If you shoot portraits, editorial headshots, or want a super-tele short-portrait lens, the 135/1.4 is the kind of lens you’ll want to spend time with. It’s big and solid — you can feel the engineering — and the optical performance is what you expect from Sigma’s ART line: subject separation, gorgeous bokeh, and excellent resolution. It’s not a pocket lens, but it gives you that “subject pops out of the frame” look that single-lens portraits benefit from. On the Z9 with the adapter, it tracked and locked on without drama in my sampling of seated-portrait shots and candid captures.

Practical notes: Weight and size are crucial considerations if you plan to hold your device all day. If you have the room in your bag and the shooting scenario calls for long, shallow-DOF portraits, it’s worth it.

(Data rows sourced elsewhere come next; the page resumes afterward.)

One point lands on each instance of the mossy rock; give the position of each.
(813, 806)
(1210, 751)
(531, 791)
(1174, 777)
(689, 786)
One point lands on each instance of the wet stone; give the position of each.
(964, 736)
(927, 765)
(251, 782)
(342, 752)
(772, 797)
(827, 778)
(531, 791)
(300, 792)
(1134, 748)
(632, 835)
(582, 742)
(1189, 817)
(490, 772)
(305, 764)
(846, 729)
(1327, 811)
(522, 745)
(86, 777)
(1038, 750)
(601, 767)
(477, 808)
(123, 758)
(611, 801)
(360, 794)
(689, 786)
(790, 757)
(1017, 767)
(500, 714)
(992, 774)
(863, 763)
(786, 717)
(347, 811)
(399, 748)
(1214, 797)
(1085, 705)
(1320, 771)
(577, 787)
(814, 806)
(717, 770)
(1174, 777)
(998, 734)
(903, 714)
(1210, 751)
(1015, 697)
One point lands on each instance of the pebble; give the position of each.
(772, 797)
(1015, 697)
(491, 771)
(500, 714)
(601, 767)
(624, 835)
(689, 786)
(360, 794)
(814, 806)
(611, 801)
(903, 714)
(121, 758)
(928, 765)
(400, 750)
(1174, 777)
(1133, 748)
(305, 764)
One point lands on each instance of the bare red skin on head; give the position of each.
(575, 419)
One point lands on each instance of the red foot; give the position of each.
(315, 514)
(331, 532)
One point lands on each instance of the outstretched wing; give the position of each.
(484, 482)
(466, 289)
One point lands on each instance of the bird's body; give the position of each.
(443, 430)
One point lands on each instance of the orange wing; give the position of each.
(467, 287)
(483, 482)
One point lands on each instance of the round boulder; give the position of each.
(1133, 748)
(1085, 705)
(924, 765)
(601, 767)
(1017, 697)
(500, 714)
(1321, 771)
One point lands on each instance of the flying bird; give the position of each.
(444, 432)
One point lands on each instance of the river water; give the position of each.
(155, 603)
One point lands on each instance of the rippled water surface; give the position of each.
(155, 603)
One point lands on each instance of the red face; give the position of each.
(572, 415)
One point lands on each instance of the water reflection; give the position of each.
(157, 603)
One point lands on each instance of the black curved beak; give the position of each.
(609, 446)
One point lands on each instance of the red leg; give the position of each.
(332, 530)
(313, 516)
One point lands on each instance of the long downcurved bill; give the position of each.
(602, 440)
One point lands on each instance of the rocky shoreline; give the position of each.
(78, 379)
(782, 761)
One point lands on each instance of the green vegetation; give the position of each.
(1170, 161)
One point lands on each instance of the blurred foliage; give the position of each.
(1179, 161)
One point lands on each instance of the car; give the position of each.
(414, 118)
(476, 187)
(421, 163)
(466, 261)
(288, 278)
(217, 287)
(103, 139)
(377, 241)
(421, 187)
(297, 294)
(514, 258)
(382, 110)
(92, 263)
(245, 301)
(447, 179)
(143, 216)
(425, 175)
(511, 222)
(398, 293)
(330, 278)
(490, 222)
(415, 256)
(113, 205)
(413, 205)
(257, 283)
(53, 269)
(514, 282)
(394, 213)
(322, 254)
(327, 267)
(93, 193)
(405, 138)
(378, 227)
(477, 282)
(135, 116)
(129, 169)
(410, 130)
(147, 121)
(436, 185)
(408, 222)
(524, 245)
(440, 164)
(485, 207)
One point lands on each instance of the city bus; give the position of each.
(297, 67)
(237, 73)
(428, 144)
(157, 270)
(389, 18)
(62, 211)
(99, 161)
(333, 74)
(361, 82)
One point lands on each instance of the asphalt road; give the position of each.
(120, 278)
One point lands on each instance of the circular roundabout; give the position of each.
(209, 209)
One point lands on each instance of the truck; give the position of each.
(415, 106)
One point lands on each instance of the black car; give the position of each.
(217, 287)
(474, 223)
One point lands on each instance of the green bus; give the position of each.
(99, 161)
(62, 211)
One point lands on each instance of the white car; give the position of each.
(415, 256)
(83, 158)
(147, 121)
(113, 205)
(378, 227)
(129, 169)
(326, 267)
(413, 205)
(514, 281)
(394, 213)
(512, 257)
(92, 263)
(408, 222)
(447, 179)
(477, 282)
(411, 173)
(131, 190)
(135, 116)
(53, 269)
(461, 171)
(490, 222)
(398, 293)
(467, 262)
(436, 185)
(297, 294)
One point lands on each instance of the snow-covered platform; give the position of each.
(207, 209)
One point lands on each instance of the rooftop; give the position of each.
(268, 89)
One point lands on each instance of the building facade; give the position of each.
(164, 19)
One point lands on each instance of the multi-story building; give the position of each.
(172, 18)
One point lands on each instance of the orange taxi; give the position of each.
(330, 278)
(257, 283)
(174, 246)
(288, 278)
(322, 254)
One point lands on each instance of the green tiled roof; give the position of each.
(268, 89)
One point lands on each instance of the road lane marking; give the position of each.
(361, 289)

[NIKON Z 9, Sigma 135mm F1.4 DG DN | Art, Mode = Aperture Priority, ISO 160, 1/250, ƒ/1.8, (35mm = 135)]

The Megadap ETZ21 Pro+ adapter — the unsung hero

What made shooting those two Sigma lenses on a Nikon Z9 straightforward was the Megadap ETZ21 Pro+ (Sony E-mount lens → Nikon Z-mount body) adapter. There’s a lot of adapter options out there; the Megadap Pro+ sits near the top of the list because it supports electronic communication, AF, aperture control, and it’s built with practicalities in mind: weather sealing, improved electrical contact plating, customizable buttons, and mechanical upgrades that make lens mounting/release more robust. In short, it’s designed to keep modern electronic lenses functional when moved between ecosystems.

Two detail points worth calling out:

  • Thickness / mechanical fit — some cheaper adapters add significant spacing or play that can affect infinity focus or mount robustness. The Megadap family advertises a thin adapter ring (listings specify a 2 mm dimension for related models), which helps preserve flange distance and optical behavior when adapting FE lenses to Z bodies. That thin-but-solid construction matters — it’s part of why my adapted lenses focused accurately on the Z9.
  • Real-world AF & performance — reviews and hands-on tests (including long-form reviewers who’ve used the ETZ21 Pro/Pro+ on high-res Nikon bodies) report that AF performance for many modern Sony/third-party FE lenses is very usable — single-shot AF and subject lock are reliable for stills. Continuous tracking performs well with lenses that have fast AF motors. That matches my experience at the seminar: no noticeable drop-off in AF responsiveness or tracking for the Sigma lenses I tried. As always, results vary lens-by-lens, and firmware updates for both lens and adapter can improve behavior.

A few takeaways for people who shoot events and stories

  • Suppose you’re considering the Sigma 28–45mm. In that case, it’s a great one-lens solution for low-light, documentary, and interview situations where you want the look of primes but the flexibility of a zoom. It’s become one of those lenses I’d reach for when I need speed and range in a compact kit.
  • The 135/1.4 is a specialty tool — offering huge payoffs for portraiture and subject isolation. However, be prepared for a heavier carry and to budget time for composition, as the shallow depth of field requires deliberate framing.
  • If you need to mix-mount lenses on a Z-body, a high-quality adapter like the Megadap ETZ21 Pro+ is a practical option that preserves AF and electronic functionality for many lenses, which can save you from buying duplicate glass across ecosystems. Do check compatibility lists and keep adapter firmware up to date.